伝統が生んだ冬のファンタジー
青森の伝統文化であるねぶたの技法を取り入れたクリスマスデコレーションが、シャングリ・ラ東京で今年も展示されることになりました。このプロジェクトは、青森のねぶた師・北村麻子氏とのコラボレーションにより実現しました。昨年に引き続き、二年連続となるこの取り組みは、青森の魅力を都市の中心で感じられる貴重な機会です。
ねぶた制作のプロセス
ねぶたの制作過程は非常に多岐にわたりますが、特に今回のクリスマスデコレーションは、さまざまな素材と技術を駆使して、約2ヶ月かけて丹精込めて制作されました。プロジェクトの実権は北村麻子氏が握り、彼女のビジョンが具現化されたものとなっています。
1. 題材と下絵
まず重要なのは、ねぶたの設計図です。北村氏はクリスマスの楽しさを表現するために、長い時間をかけてアイデアを構想します。鉛筆での下書きから始まり、その後に「色」を付けていくプロセスは、彼女の創造力の核となる部分です。
2. 細部の準備
次に、細かなパーツを作成する段階では、比例式を使って寸法を計算します。この段階での準備が、制作過程をスムーズに進めるための鍵となるのです。
3. 骨組み
角材や針金を使って骨組みを作ります。昔は竹が使用されていたとも言われています。この段階で、全体の形が見えてくる瞬間は特別なものがあります。
4. 電気配線(照明)
ねぶたの内部には通常、照明器具が取り付けられますが、シャングリ・ラ東京の今回の作品には約200個の電球が装飾されています。この光の演出が、ねぶたに命を吹き込みます。
5. 和紙の貼り付け
紙はり工程では、奉書紙を一枚一枚丁寧にはり付けることで、作品に奥行と質感を与えます。根気強さと緻密さが求められるため、この作業は特に難しい工程の一つとされています。
6. 墨書き
純白のねぶたに墨で顔や手足を書き込む工程も大切です。筆の技術によって、作品に動きや感情を加えることができます。
7. ろう書き
この段階では、パラフィンを使って模様を付けていきます。この工程は色のにじみを防ぎつつ、作品に明るさを与えていきます。
8. 彩色
最後は彩色です。染料や水性顔料を使って、ねぶたを鮮やかに仕上げます。数多くの筆やスプレーを使い分けて、独特の表現が生まれます。
クリスマスの魔法を感じる
今年のクリスマスデコレーションは、心温まる雰囲気が漂い、来客を迎えるための特別なアクセントとなっています。動物たちが集う愛らしいデザインには、トナカイ、フクロウ、きつね、うさぎ、ハリネズミなどが描かれ、まさにクリスマスの世界を映し出しています。また、クリスマスツリーにはカラフルなギフトボックスが積まれ、どこかにシャングリ・ラの「S」ロゴが隠されています。どこにあるか見つけるのも楽しみの一つです。
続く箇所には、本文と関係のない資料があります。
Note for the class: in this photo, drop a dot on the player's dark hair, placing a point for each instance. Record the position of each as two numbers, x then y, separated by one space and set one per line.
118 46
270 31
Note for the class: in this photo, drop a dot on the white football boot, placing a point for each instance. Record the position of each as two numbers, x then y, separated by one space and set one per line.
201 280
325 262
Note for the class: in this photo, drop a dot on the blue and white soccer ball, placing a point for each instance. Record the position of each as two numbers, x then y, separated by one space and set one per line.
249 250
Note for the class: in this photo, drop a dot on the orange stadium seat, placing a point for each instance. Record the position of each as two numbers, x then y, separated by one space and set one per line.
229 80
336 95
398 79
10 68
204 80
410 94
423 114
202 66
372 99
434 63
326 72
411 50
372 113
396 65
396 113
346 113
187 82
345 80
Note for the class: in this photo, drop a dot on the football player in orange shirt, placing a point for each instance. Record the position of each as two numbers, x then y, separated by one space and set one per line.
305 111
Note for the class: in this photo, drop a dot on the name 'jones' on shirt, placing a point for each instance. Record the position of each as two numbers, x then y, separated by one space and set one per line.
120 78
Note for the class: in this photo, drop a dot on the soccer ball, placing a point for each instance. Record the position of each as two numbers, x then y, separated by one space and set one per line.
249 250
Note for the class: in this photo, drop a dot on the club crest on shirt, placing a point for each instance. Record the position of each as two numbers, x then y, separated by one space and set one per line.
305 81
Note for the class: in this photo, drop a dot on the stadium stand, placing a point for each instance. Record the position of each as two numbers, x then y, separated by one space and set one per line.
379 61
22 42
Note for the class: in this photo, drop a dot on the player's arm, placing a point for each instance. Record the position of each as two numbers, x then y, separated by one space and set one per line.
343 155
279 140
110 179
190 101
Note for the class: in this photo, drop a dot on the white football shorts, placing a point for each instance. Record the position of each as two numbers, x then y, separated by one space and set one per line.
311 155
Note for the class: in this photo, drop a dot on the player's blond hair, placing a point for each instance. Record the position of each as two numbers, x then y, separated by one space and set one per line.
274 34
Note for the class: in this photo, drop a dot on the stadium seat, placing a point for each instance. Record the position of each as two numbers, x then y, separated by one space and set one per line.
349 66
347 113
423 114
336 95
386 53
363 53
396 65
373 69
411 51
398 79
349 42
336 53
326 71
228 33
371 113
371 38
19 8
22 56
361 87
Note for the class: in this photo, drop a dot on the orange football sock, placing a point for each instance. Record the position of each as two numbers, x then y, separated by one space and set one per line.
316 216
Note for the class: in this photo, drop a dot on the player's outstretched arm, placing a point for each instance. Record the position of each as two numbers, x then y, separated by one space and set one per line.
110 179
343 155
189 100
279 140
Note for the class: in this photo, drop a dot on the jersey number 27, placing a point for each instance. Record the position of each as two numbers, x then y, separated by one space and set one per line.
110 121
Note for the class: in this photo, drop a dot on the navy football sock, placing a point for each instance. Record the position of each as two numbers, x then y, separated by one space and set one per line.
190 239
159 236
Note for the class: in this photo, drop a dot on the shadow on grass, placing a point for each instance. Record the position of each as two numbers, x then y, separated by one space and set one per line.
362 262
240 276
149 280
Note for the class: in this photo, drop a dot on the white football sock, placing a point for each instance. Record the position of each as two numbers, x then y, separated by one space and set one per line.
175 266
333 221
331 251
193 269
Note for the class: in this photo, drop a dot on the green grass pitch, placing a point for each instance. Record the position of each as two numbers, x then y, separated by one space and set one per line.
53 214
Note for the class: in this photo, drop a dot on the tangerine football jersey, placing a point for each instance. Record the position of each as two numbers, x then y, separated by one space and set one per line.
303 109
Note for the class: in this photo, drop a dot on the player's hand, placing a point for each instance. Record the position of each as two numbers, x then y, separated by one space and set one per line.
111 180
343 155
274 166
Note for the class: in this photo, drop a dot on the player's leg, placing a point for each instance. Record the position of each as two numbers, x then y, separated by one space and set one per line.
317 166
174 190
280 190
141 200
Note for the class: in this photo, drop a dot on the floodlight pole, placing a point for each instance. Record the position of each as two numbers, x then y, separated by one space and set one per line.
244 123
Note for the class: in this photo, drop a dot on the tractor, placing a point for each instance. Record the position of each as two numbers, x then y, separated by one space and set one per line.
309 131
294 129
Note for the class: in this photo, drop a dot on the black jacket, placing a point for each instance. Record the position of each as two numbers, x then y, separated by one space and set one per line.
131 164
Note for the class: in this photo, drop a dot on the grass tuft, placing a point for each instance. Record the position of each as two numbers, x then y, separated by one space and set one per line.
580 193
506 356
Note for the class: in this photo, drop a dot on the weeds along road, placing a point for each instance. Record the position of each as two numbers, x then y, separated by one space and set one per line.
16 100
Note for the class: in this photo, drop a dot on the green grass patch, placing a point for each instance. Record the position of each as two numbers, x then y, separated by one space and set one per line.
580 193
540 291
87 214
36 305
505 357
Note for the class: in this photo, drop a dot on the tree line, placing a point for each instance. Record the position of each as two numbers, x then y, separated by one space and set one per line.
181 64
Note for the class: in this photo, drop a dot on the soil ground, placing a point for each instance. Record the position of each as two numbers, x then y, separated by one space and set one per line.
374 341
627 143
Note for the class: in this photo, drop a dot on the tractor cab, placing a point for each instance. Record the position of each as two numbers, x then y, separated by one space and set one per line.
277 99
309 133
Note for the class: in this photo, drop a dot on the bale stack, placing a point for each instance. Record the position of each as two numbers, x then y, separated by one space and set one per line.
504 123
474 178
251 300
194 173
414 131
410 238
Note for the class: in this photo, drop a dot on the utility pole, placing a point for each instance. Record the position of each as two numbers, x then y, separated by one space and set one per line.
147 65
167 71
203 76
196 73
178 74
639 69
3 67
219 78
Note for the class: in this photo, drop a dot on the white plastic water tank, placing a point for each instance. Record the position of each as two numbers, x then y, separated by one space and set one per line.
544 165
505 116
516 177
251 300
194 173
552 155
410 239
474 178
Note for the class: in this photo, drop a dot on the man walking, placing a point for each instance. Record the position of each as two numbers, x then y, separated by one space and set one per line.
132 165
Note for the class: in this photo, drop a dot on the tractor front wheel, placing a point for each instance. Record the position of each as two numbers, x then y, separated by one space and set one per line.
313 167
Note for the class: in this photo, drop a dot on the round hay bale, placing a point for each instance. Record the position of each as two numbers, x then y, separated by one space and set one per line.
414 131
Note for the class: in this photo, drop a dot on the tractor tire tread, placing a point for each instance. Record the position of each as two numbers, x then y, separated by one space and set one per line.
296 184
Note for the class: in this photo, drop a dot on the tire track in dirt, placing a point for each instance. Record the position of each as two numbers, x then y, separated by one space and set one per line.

北村麻子氏は、「動物たちと共にクリスマスを祝う情景を描いた」と語ります。彼女は、環境との共存を願い、このクリスマスねぶたを制作しました。 その思いが、多くの人に温かいメッセージとして届くことでしょう。
シャングリ・ラ東京の総支配人、マティアス・スッター氏も、「日本の伝統と西洋の華やかさが融合することで、幻想的な体験が得られる」と語っています。この素晴らしいデコレーションは、シャングリ・ラの高いホスピタリティと相まって、すべての訪問者に特別な時間を提供しています。
おわりに
冬の澄んだ空気が感じられる中で、皆様もご家族や大切な人と一緒に、シャングリ・ラ東京のクリスマスねぶたをご覧に来てはいかがでしょうか。心温まるひとときをお楽しみください。
クリスマスねぶた概要
- - 期間: 2025年11月6日(木)~12月25日(木)
- - 場所: 28階ロビー
- - 制作: ねぶた師北村麻子氏
宿泊ゲストだけでなく、どなたでもご覧いただけますので、ぜひお立ち寄りください。